To keep things simple, you should have a separate forward pointer for each line of the file, even if the line is repeated, and you should have a separate backward pointer for each time a line appears in a particular file, even if it appears more than once.

Submitting Part 2

To submit Part 2 of this assignment, clean your Visual Studio project, zip your class definition and application program together, and submit it and your README file using the following command:–

/cs/bin/turnin submit CS2303 PA5.2 <zip file> README <test-cases>

This part is worth 40 points of the total of 60 points of this project. This part is due at 11:59 PM on Wednesday, March 3. Because of grading deadlines at the end of the term, and because of the exam schedule, there is no room for extensions or late submittals.

Individual and Team Project

Part 1 is an individual project. You may consult classmates and other resources on the theory and algorithms for creating and managing hash tables, but you must implement them in your class on your own. Be sure to put your name on all files of the project. Be sure to cite your sources (including your friends) for any knowledge, ideas, brainstorming, algorithms, or other information you use in this assignment.

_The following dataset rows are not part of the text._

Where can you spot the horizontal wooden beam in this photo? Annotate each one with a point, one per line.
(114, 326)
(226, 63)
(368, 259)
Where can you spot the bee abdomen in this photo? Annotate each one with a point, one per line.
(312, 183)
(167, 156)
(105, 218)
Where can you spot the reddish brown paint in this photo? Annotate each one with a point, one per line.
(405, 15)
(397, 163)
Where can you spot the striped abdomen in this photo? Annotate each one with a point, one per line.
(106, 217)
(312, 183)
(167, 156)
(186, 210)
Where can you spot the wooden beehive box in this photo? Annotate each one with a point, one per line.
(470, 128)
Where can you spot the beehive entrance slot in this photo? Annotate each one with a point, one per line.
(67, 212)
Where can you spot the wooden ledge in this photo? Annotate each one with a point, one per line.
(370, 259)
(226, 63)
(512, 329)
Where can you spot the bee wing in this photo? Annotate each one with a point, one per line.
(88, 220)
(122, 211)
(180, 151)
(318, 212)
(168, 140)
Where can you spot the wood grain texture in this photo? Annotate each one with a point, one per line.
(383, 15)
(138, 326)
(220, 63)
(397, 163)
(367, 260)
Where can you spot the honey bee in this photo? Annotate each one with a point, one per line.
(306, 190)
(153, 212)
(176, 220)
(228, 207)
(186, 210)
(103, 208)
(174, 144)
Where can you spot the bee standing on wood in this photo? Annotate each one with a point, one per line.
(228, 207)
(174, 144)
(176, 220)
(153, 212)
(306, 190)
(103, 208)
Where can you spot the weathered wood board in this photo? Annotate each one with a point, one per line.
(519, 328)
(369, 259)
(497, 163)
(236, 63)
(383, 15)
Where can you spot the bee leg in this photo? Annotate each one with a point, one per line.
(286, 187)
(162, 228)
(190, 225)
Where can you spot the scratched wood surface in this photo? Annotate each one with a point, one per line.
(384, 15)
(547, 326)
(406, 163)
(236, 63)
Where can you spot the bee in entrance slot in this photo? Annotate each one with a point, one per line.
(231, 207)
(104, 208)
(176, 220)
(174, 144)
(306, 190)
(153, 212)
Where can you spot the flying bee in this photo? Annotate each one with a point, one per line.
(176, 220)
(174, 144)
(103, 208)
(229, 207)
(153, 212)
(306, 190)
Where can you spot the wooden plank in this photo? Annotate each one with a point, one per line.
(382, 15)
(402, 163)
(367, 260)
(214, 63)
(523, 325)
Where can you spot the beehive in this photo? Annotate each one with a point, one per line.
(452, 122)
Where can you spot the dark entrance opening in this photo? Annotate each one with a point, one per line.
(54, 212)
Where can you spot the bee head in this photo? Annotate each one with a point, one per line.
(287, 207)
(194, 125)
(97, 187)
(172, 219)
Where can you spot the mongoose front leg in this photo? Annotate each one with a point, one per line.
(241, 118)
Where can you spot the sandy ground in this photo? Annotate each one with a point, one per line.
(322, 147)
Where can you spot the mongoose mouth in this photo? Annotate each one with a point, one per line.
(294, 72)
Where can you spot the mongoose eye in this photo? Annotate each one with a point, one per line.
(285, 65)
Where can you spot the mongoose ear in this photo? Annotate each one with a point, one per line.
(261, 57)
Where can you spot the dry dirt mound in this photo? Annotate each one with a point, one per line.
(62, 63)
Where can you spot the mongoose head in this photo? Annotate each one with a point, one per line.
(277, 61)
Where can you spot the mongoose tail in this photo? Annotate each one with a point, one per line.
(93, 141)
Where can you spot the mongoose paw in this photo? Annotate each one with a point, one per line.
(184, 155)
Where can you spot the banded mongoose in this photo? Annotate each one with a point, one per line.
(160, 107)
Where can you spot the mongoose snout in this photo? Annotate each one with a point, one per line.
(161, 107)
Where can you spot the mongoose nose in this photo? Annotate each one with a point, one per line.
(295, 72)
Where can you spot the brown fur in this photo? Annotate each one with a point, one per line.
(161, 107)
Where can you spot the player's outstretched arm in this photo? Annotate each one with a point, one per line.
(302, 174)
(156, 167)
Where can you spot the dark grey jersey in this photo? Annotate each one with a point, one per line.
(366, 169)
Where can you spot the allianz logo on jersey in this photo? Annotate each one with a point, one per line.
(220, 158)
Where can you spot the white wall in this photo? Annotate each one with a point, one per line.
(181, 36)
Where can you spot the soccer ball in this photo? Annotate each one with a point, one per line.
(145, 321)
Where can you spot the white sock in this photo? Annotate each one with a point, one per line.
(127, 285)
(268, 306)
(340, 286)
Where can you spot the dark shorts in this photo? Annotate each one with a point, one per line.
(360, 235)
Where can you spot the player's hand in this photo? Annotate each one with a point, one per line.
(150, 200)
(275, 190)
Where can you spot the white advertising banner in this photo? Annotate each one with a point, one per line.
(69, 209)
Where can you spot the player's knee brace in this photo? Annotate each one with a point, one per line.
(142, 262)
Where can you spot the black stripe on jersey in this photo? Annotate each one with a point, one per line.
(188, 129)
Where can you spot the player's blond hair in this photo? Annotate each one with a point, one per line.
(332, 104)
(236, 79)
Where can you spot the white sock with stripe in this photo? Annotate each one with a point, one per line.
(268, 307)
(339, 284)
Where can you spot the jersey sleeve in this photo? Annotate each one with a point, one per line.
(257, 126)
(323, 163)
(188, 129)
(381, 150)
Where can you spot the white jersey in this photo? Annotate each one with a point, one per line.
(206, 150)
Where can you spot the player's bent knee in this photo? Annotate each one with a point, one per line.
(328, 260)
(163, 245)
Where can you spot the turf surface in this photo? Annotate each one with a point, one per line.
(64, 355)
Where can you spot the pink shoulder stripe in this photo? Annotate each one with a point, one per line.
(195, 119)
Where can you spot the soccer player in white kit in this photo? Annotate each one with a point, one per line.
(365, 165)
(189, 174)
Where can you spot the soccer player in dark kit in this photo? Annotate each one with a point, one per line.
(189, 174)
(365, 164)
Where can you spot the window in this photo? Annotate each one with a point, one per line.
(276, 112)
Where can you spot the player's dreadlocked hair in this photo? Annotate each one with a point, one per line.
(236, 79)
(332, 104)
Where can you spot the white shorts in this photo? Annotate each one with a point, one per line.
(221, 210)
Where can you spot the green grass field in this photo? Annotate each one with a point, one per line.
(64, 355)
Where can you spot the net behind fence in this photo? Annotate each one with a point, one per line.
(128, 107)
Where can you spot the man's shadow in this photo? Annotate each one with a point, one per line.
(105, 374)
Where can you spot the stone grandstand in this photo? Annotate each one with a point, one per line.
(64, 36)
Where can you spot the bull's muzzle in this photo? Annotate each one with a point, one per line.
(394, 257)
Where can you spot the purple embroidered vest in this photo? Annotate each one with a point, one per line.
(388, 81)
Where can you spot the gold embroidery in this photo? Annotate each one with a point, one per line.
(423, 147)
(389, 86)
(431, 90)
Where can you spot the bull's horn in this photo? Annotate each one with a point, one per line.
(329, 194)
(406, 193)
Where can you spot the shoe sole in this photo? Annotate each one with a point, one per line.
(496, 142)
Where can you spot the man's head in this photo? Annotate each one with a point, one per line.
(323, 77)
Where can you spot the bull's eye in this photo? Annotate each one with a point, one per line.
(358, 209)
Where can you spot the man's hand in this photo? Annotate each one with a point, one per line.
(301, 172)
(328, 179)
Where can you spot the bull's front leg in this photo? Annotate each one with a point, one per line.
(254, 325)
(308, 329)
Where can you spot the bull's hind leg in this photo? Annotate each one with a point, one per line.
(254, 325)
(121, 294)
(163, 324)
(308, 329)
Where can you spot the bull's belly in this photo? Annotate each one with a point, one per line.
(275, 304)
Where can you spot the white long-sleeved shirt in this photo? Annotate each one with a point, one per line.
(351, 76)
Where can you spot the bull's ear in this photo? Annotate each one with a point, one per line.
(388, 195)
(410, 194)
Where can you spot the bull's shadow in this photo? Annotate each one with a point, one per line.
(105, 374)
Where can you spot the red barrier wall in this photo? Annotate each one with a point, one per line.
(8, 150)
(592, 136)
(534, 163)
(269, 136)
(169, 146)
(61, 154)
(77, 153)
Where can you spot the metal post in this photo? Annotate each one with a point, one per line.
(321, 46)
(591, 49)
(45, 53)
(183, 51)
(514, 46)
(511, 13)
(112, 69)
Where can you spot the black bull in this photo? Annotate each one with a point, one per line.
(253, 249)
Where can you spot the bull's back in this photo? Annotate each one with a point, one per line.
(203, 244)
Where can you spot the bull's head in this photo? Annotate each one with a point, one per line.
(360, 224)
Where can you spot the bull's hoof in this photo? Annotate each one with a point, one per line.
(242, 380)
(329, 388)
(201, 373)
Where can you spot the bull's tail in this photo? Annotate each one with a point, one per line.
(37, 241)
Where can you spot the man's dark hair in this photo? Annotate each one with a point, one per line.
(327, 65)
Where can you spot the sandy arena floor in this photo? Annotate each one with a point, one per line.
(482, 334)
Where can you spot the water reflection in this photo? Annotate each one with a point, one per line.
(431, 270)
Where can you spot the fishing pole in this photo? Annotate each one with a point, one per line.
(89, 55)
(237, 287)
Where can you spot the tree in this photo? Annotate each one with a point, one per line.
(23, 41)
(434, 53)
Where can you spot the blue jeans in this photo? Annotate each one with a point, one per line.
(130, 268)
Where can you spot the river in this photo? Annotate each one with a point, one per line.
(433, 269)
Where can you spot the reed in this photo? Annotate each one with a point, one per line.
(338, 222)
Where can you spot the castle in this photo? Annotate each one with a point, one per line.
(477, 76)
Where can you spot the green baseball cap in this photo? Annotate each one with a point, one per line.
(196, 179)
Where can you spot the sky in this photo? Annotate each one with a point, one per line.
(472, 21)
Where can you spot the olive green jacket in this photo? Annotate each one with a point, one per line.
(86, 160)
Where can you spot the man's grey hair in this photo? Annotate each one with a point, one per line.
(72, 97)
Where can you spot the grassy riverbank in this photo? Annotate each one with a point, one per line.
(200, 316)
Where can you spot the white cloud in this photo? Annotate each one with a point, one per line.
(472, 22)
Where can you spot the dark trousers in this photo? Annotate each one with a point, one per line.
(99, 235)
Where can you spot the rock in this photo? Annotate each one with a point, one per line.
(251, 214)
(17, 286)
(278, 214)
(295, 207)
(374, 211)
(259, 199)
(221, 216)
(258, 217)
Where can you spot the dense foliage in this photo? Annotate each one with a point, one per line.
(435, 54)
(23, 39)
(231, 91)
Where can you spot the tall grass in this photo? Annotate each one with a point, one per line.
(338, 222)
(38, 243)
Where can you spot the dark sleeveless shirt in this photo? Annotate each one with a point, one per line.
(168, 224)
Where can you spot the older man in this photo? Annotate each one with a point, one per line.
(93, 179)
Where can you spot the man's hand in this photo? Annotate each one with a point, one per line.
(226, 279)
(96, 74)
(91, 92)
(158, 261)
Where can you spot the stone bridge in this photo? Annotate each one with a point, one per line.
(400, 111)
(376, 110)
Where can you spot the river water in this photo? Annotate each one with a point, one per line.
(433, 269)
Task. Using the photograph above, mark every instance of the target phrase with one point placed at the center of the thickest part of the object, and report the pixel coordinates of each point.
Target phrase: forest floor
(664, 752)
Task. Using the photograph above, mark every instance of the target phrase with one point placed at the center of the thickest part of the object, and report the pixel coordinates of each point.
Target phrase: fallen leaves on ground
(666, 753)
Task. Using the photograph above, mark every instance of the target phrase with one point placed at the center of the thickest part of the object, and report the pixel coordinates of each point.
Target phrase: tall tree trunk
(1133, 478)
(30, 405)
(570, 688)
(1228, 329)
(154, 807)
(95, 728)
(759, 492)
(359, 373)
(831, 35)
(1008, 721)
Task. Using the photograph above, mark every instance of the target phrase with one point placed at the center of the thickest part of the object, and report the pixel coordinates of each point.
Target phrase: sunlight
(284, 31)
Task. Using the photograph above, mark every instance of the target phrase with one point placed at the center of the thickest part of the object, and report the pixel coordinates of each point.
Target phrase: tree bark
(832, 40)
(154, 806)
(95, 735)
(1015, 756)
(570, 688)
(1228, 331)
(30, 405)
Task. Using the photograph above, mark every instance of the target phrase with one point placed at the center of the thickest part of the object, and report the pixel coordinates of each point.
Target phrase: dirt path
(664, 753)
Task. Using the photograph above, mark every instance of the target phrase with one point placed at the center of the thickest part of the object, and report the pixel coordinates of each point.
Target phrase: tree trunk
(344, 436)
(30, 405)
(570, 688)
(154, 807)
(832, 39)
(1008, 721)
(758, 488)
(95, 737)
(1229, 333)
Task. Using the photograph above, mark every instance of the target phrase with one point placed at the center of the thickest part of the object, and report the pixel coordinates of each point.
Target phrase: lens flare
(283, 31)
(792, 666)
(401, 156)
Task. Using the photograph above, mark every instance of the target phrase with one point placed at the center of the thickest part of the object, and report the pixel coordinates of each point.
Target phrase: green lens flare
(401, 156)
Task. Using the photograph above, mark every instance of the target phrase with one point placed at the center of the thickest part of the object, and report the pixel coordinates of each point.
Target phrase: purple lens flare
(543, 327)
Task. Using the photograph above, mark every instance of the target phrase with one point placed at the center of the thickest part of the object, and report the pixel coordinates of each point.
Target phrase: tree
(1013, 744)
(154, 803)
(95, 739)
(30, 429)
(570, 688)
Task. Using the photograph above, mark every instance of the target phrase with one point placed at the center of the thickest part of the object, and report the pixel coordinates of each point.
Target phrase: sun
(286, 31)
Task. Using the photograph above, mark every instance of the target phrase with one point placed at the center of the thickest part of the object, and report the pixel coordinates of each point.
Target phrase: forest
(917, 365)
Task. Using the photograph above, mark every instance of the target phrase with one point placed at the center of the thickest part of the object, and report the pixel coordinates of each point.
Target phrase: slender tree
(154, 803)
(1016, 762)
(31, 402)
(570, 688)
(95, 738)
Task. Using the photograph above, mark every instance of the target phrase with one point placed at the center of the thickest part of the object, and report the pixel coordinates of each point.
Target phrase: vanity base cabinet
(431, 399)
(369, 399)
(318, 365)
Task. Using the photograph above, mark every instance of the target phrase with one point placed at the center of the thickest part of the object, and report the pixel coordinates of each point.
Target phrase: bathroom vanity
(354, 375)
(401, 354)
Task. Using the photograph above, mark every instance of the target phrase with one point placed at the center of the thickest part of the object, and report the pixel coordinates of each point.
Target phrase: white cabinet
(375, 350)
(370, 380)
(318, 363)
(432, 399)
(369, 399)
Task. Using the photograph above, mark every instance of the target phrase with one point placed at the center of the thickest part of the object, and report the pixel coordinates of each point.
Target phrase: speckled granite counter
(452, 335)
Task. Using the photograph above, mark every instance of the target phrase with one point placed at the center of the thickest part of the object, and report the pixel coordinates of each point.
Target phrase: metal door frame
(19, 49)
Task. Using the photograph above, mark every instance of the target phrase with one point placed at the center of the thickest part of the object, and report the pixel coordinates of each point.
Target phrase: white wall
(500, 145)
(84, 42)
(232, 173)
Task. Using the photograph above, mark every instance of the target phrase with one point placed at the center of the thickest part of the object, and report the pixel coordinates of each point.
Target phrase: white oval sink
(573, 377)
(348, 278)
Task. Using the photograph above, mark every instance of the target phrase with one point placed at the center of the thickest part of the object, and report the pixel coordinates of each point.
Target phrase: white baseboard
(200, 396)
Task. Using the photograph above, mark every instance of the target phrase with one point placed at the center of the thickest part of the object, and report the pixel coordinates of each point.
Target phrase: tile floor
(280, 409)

Part 2 is optionally a two-person team project. Please inform the TAs of your partnership, so that we can properly record grades for both of you. Be sure to put both of your names on all files of your project. Explain in your README file whose class implementation your used. Also cite all of your sources for knowledge, ideas, brainstorming, algorithms, etc., used in this project.

Grading

This assignment is worth sixty (60) points. Each part of your submission must compile without errors in Visual Studio 2008 in order to receive any credit. If you do your work on any other system, it is strongly suggested that you compile and test it on Visual Studio at least one day prior to submitting it, in order to flush out any differences in C++ implementation.

Part 1 – 20 points

· Correctly build in Visual Studio 2008 (Debug mode) without warnings – 4 points

· Correct definition and implementation of HashTable class and the methods above – 8 points

· Adequate test program to show that class and methods work – 4 points

· README file summarizing implementation of class and showing output of test program – 4 points

Part 2 – 40 points

· Correctly build in Visual Studio 2008 (Debug mode) without warnings – 5 points

· Subclass of nodes of hash table to contain pointers to files containing lines – 10 points

· Correct implementation of forward pointers from input file array to lines of each file – 5 points

· Correct implementation of backward pointers from hash table to files containing those lines – 5 points

· Satisfactory test cases comprising at least five input files, some of which share lines and some of which do not – 5 points

· Correct execution with graders’ test cases – 5 points

· Satisfactory README file summarizing all salient points of application program – 5 points

· Penalty of five points on either part if your project is not clean before creating the zip file or for submitting your programs in something other than a zip file.

^{^[1]} Of course, it is possible to do this assignment by simply redefining the nodes of the hash table class of Part 1. However, we want you to actually create a subclass and use it for this assignment.